Xia Jiaxu, Tian Yunong, Hao Xianwei, Peng Yuhan, Luo Guanqun, Gan Zhihua
Key Laboratory of Refrigeration and Cryogenic Technology of Zhejiang Province, Zhejiang University, Hangzhou, 310027, China.
Cryogenic Center, Hangzhou City University, Hangzhou, 310015, China.
Biotechnol Biofuels Bioprod. 2025 Aug 11;18(1):90. doi: 10.1186/s13068-025-02682-x.
Biomass is greatly influenced by geographic location, soil composition, environment, and climate, making the efficient and accurate identification of growing areas highly significant. This study proposes a classification model for tobacco growing areas based on time series features from thermogravimetric analysis (TGA). This study combines Convolutional Neural Networks (CNN) with Long Short-Term Memory (LSTM) model to process the derivative thermogravimetric (DTG) data, aiming to uncover the inherent time series properties and the continuous and dynamic relationship between temperatures for classifying tobacco growing areas. By analyzing 375 tobacco samples from ten different provinces, CNN is employed to extract local features, while LSTM captures long-term dependencies in the DTG data. The dataset used in this study has a limited sample size, a wide variety of classes, and an imbalance in the number of samples across these classes. Despite these challenges, the model achieves 86.4% accuracy on the test set, significantly surpassing the performance of the traditional Support Vector Machine model, which only achieves 68.2% accuracy. Additionally, the model reveals key temperature ranges crucial for growing area classification associated with the pyrolysis temperature ranges of volatile components, hemicellulose, cellulose, lignin, and CaCO in the tobacco. This model lays the groundwork for the future use of geographical labels to accurately represent tobacco's style and quality, enabling more precise differentiation and improved quality control.

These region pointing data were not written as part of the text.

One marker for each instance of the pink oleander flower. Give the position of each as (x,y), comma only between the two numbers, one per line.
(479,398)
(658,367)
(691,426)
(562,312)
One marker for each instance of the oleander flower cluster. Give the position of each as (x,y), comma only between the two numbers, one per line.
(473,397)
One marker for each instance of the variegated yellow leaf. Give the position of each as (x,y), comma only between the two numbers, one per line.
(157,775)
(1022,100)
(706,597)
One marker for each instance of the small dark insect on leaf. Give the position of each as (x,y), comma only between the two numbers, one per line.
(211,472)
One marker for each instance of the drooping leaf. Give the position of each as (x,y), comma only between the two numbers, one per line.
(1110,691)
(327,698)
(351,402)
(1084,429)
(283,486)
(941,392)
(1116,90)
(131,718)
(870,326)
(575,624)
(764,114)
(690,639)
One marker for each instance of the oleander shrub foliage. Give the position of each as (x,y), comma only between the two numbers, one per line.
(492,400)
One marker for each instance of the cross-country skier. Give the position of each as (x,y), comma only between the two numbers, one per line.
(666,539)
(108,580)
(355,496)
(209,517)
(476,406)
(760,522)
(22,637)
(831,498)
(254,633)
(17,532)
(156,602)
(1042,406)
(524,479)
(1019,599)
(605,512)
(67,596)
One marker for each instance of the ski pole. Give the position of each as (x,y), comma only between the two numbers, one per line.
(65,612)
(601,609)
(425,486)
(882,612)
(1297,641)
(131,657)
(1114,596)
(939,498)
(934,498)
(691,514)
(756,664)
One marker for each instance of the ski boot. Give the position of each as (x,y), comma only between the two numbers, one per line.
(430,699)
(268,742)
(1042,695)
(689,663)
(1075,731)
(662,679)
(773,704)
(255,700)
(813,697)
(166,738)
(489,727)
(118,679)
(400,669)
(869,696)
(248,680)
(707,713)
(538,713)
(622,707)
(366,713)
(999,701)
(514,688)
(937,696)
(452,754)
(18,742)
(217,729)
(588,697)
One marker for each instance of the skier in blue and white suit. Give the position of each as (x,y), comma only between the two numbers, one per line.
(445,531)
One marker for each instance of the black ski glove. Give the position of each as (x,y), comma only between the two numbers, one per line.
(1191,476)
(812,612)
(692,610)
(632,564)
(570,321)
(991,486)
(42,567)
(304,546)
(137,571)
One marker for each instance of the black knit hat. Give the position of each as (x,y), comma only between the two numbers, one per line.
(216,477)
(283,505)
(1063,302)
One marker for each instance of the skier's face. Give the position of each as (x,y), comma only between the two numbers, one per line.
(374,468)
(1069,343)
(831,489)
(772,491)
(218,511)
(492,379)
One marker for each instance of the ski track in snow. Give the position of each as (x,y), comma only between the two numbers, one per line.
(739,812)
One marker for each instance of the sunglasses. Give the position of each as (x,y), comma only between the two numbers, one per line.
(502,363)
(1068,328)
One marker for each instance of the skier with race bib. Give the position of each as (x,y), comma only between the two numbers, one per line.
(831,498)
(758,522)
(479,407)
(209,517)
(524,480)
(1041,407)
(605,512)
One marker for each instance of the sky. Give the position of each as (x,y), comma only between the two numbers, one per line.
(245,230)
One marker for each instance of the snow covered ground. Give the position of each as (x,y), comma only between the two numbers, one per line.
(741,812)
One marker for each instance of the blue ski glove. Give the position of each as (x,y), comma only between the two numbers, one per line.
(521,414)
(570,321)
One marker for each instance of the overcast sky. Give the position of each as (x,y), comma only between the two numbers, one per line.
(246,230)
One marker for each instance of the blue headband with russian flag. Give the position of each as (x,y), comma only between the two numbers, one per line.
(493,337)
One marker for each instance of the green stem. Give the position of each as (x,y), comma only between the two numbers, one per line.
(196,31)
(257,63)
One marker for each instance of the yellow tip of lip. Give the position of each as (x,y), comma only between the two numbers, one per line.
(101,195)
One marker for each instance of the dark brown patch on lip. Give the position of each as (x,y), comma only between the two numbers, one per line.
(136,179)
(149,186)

生物量受地理位置、土壤成分、环境和气候的影响很大,因此高效准确地识别种植区域具有重要意义。本研究提出了一种基于热重分析(TGA)时间序列特征的烟草种植区域分类模型。本研究将卷积神经网络(CNN)与长短期记忆(LSTM)模型相结合来处理微商热重(DTG)数据,旨在揭示固有时间序列特性以及温度之间的连续动态关系,以对烟草种植区域进行分类。通过分析来自十个不同省份的375个烟草样本,利用CNN提取局部特征,而LSTM捕捉DTG数据中的长期依赖性。本研究中使用的数据集样本量有限、类别多样且各类别样本数量不均衡。尽管存在这些挑战,该模型在测试集上的准确率达到了86.4%,显著超过了传统支持向量机模型仅68.2%的准确率。此外,该模型揭示了与烟草中挥发性成分、半纤维素、纤维素、木质素和碳酸钙的热解温度范围相关的对种植区域分类至关重要的关键温度范围。该模型为未来使用地理标签准确表征烟草的风格和品质奠定了基础,从而实现更精确的区分和改进质量控制。